October 6, 2009 4:08 pm (CDT) at Hubert H. Humphrey Metrodome in Minneapolis, Minnesota
| Team | 1 | 2 | 3 | 4 | 5 | 6 | 7 | 8 | 9 | 10 | 11 | 12 | R | H | E |
| Detroit | 0 | 0 | 3 | 0 | 0 | 0 | 0 | 1 | 0 | 1 | 0 | 0 | 5 | 12 | 1 |
| Minnesota | 0 | 0 | 1 | 0 | 0 | 1 | 2 | 0 | 0 | 1 | 0 | 1 | 6 | 12 | 0 |
WP: Bob Keppel (1–1) LP: Fernando Rodney (2–5) Home runs: DET: Miguel Cabrera (34), Magglio Ordóñez (9) MIN: Jason Kubel (28), Orlando Cabrera (9) Attendance: 54,088

==Aftermath==
The tie-breaker win clinched the American League Central for the Twins and earned them a spot in the ALDS, in which they were swept by the New York Yankees in three games. The Tigers became the first team in MLB history to have a three-game division lead with four games remaining and lose the division.
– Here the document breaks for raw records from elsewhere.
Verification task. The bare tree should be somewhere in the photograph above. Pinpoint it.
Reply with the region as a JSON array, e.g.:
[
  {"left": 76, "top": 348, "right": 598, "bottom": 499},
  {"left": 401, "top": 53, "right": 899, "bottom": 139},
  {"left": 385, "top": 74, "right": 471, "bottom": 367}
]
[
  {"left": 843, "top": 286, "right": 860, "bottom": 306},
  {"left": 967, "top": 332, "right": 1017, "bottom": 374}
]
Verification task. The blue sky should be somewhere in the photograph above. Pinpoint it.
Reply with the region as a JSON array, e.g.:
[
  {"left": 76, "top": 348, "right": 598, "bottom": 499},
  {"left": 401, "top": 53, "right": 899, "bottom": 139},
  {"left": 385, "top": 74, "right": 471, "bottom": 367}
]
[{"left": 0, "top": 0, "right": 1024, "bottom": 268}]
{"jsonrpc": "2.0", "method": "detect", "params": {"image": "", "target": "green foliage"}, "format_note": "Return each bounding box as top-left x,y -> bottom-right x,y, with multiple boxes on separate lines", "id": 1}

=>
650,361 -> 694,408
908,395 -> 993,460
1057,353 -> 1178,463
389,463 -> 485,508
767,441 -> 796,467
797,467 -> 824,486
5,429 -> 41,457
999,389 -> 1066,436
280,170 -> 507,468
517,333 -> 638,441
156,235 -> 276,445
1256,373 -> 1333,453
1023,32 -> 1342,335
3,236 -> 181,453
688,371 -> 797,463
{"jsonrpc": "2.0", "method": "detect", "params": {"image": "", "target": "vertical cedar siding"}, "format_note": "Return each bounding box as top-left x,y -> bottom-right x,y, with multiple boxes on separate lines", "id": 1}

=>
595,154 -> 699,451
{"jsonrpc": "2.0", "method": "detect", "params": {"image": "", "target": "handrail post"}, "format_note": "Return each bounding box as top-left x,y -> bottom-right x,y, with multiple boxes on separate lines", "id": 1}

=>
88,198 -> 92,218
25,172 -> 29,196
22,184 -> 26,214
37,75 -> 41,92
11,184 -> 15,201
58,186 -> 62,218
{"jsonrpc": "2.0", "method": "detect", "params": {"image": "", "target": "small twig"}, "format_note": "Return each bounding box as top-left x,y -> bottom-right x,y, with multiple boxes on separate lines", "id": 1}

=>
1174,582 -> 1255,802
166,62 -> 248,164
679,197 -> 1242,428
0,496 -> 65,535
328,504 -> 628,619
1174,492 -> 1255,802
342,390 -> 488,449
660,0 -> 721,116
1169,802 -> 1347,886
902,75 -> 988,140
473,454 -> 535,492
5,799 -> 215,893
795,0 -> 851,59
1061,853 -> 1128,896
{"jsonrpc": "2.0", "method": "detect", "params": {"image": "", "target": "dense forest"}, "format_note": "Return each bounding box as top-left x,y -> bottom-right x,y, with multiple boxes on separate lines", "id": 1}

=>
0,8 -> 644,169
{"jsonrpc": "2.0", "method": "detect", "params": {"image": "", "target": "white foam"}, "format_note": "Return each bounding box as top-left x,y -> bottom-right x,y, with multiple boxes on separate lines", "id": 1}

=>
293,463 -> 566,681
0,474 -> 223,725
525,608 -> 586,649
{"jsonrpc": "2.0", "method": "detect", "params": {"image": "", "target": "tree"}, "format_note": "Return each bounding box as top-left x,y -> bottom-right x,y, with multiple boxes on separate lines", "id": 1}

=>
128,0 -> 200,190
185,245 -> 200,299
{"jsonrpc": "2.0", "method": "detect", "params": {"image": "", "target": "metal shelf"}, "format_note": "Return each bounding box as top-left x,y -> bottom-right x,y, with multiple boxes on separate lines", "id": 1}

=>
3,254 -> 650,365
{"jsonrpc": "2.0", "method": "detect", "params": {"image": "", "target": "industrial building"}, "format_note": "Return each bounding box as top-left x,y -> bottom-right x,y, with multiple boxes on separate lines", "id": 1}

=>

MLB tie-breaker games (Game 163) counted as regular season games and this game affected certain statistical races for the 2009 season. For example, Jason Beck of MLB.com noted that if the umpire agreed with Brandon Inge on the contentious 12th inning call Inge would have tied for the most HBPs in the American League. Twins' catcher Joe Mauer won the 2009 American League batting title, and his final batting average for the season moved from .364 to .365 in the game.

The game was later chosen by Sports Illustrated as the Best Regular-Season Game of the Decade.